For all other purposes, migrating to M6 is recommended instead.
C2 vs M6 Migration¶
Equivalent Configurations:
- C2-mini
≈ M6 degree 0 + medium precision
(similar coverage, M6 is 1.6× more efficient)
- C2-full
≈ M6 degree 1 + high precision
(similar precision, M6 is 4.3× more efficient)

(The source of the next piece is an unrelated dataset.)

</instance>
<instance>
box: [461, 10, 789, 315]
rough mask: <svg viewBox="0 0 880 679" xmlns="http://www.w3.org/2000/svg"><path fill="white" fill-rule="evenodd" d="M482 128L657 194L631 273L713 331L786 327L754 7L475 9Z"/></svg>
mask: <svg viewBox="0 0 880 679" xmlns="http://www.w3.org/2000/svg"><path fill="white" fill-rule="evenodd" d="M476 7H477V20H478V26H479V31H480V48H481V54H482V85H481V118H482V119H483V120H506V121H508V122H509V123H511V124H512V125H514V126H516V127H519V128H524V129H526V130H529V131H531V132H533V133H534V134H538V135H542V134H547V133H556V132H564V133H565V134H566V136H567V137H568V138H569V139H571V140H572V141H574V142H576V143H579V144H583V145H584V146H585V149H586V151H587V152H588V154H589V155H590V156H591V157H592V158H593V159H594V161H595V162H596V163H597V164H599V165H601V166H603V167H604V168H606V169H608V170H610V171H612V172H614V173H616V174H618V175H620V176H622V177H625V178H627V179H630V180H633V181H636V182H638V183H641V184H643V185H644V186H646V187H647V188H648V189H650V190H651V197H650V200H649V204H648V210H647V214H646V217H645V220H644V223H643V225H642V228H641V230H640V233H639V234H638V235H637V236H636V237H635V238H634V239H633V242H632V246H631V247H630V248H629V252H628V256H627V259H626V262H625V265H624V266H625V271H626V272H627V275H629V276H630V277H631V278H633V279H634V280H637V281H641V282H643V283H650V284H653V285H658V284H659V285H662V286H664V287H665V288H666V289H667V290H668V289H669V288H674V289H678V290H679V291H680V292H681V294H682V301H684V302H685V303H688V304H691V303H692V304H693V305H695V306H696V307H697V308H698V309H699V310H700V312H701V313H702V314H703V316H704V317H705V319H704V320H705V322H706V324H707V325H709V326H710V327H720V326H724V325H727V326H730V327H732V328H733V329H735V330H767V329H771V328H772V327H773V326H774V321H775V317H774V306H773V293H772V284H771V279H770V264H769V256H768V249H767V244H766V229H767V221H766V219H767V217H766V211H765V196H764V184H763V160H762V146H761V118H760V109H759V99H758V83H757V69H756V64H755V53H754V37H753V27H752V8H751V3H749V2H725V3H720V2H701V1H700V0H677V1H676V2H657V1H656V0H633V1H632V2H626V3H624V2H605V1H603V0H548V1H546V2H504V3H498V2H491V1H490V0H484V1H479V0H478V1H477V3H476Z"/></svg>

Task Evolution: - Arithmetic, Shuffle, Dates: Enhanced in M6 with manifold-based sampling - Movies: Redesigned in M6 to reduce cultural knowledge dependency - Objects, Boolean: New reasoning domains added in M6
Cross-Suite Compatibility¶
Statistical Methodology: Both suites use identical confidence interval calculation and excess accuracy correction, enabling direct comparison.
Visualization Tools: C2 results integrate seamlessly with ReasonScape's leaderboard and explorer tools.
Data Format: Results use compatible JSON schema for cross-suite analysis and comparison.
Technical Implementation¶
Grid-Based Sampling¶
C2 uses exhaustive parameter combinations rather than manifold sampling:
- Complete coverage: All parameter intersections evaluated for comprehensive assessment
- Fixed resource allocation: Predetermined sample distribution across difficulty space
- Hierarchical precision: Two-tier system optimizes for different research needs
Statistical Precision¶
High-Truncation Handling: C2-full uses 5% CI targets for difficulty points with >6.6% truncation rate due to model performance ceilings.
Task-Level Aggregation:
- C2-mini: ~2.5% overall task confidence intervals
- C2-full: ~0.5-1.0% overall task confidence intervals
Sample Size Adaptation: Automatic expansion from base samples to maximum samples based on confidence targeting.
Viewing C2 Results¶
C2 results integrate with ReasonScape's visualization system:
# Generate C2 dataset from evaluation results
python evaluate.py --interview 'results/*c2*/*.ndjson' --output data/c2-results.json
# View hierarchical results with precision-aware rendering
python leaderboard.py data/c2-results.json
python explorer.py data/c2-results.json
The visualization system automatically adjusts statistical displays based on confidence interval width, clearly distinguishing between C2-mini exploration and C2-full precision results.
Legacy Status: C2 remains available for replication studies and historical comparison but is not actively developed. New research should prioritize M6 for improved efficiency, expanded task coverage, and enhanced methodology.